E ela continua: “Em plena pandemia, estava sendo discutido o marco temporal (a tese jurídica que defende uma alteração na política de demarcação de terras indígenas no Brasil, segundo a qual só poderia reivindicar direito sobre uma terra o povo indígena que já estivesse ocupando-a no momento da promulgação da Constituição Federal de 1988). Fomos cercados e ameaçados em Brasília”.
Kerexu também contou a respeito dos debates que ocorreram entre os indígenas sobre a conveniência de eles entrarem na política. Segundo ela, muitos questionavam a necessidade dessa atuação. “Tivemos o horizonte de entrar para a política, onde se discutem os nossos direitos. É uma vitória, como a gestação de um filho. É a oportunidade de levar para dentro de um ministério o conhecimento aprendido nos territórios indígenas”.
Hyral Moreira, o primeiro advogado Guarani de Santa Catarina, também trouxe suas experiências como indígena e agora coordenador da Funai. “Eu me formei advogado em um tempo em que as coisas para os indígenas eram mais difíceis ainda. Não existiam escolas nas comunidades indígenas. Antes da Constituição, os povos indígenas não podiam praticar sua cultura abertamente. Mas, com o passar do tempo, a sociedade percebeu que não conseguiria promover a aculturação dos povos indígenas”. No entanto, ele diz: “No ano que passou, nós, lideranças indígenas, tivemos grande dificuldade para tranquilizar as comunidades e, ao mesmo tempo, fazer o enfrentamento”.
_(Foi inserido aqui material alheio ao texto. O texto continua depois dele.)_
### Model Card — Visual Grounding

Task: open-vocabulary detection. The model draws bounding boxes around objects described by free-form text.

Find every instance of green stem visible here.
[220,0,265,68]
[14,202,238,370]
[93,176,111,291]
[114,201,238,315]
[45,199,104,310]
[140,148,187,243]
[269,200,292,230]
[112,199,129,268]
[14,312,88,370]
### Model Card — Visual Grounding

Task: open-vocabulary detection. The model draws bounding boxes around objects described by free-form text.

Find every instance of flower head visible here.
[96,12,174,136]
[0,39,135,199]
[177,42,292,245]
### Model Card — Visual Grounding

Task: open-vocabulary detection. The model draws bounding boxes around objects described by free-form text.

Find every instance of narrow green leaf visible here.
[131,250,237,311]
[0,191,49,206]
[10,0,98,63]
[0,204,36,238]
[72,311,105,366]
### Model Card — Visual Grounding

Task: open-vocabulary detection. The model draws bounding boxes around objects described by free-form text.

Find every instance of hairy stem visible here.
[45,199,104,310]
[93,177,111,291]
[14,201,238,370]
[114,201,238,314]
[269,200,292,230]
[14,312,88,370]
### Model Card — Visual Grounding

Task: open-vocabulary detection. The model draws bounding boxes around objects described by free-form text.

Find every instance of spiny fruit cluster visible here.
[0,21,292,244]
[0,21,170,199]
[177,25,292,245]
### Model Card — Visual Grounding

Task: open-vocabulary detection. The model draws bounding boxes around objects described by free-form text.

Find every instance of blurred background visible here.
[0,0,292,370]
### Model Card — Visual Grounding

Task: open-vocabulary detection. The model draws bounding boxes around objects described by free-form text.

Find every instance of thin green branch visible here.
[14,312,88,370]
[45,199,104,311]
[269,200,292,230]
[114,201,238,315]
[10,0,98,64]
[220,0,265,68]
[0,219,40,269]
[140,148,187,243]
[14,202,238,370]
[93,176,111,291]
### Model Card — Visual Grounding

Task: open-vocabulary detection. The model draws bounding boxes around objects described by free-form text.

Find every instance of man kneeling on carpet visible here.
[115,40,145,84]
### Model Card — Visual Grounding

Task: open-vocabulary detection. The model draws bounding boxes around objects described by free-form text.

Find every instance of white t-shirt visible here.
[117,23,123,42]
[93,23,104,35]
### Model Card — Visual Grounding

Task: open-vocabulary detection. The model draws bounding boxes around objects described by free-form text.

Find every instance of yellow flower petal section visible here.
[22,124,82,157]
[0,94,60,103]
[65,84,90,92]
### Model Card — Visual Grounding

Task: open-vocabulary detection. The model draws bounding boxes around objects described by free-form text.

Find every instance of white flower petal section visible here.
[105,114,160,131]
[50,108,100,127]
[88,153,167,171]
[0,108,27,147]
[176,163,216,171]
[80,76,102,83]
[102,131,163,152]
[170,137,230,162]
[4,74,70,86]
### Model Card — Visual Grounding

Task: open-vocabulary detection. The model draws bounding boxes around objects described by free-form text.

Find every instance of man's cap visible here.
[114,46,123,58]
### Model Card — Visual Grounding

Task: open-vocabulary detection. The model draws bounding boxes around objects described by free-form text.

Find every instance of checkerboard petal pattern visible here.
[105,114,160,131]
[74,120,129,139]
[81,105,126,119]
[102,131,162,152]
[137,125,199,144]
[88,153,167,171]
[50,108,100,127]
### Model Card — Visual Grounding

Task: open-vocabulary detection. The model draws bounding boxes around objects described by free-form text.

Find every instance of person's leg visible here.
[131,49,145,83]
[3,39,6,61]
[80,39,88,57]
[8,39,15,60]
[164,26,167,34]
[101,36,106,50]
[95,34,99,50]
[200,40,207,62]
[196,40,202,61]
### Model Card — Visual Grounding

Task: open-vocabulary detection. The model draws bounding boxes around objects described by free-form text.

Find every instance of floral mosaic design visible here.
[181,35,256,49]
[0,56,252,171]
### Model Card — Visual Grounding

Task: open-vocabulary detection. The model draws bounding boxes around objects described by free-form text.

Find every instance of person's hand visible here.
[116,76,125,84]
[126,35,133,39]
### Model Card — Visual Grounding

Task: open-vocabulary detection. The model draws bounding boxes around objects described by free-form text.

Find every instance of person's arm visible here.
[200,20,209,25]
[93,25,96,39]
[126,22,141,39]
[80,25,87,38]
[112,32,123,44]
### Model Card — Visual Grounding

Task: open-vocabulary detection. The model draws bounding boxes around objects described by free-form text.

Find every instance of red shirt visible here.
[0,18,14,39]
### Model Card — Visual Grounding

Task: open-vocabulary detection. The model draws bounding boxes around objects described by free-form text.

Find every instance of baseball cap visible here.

Sobre o trabalho na Funai, Hyral destacou: “Por muito tempo, a Funai foi comandada por pessoas que nunca pisaram numa aldeia. Hoje, estamos ocupando um espaço que deveria ser mesmo para pessoas com conhecimento. Todos que comandaram a Funai eram indicação partidária. Nós não fomos indicados por partidos, mas pelo movimento indígena”.